New East Digital Archive

Detroit techno meets the rough setting of Moscow’s dormitory suburbs in this new video for Frosted Lakes by Manuel Gonzales aka MGUN. The video was directed by Moscow-based duo The Great Fruit, Valdis Bielykh and Roman Ruktansky, who refer to themselves as “video pirates”.

The collaboration of Detroit and Moscow happened via Kiev: after Manuel Gonzalev released his track Frosted lakes on Ukrainian label Wicked Bass Records, created by Nazar Prokopiv. The idea of using a VHS aesthetic to complement the unpolished, slightly dirty sound emerged in the very beginning, and in the process evolved into a criminal drama set in the wild Russian 90s in Moscow’s North Chertanovo. The cast consisted of friends and real-life petty criminals from Moscow, and the story was inspired by research into the history of Russian racketeering.

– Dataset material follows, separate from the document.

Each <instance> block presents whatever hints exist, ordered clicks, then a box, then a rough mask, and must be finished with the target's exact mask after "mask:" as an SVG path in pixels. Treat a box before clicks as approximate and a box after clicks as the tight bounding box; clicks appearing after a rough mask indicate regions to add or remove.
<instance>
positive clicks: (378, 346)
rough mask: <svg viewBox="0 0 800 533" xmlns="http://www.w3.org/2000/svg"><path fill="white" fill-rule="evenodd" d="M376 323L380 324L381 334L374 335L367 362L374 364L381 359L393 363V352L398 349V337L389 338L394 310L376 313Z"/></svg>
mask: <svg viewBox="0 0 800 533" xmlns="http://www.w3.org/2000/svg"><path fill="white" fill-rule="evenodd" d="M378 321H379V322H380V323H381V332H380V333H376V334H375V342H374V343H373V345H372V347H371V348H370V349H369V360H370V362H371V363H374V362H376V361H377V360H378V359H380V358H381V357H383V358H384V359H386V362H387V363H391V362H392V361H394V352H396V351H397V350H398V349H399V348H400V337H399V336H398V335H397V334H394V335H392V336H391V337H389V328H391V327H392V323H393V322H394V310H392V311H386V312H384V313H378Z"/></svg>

“We had no problems with the props: the lads came in their own cars with their own guns”, remembers Valdis Bielykh. “We used certain items of clothes we own: a 1988 Adidas sweatshirt with a zipper I got from my father, and a Lacoste tracksuit Roman inherited from a friend of a family who used to belong to a criminal gang in Pyatigorsk in the south of Russia. The police traffic baton we used is real — our friend got it from a Kiev policeman in exchange for a bottle of wine. The battered Mercedes also had a criminal past. In the end MGUN really loved the video. He was particularly amazed by the settings of the dormitory suburb, even though he resides in a rather grim part of Detroit himself.”

The video was filmed on a various cameras, and in the end recorded onto VHS for full, grainy immersion into the world of 90s small-time criminals with their tracksuits, guns and black cars.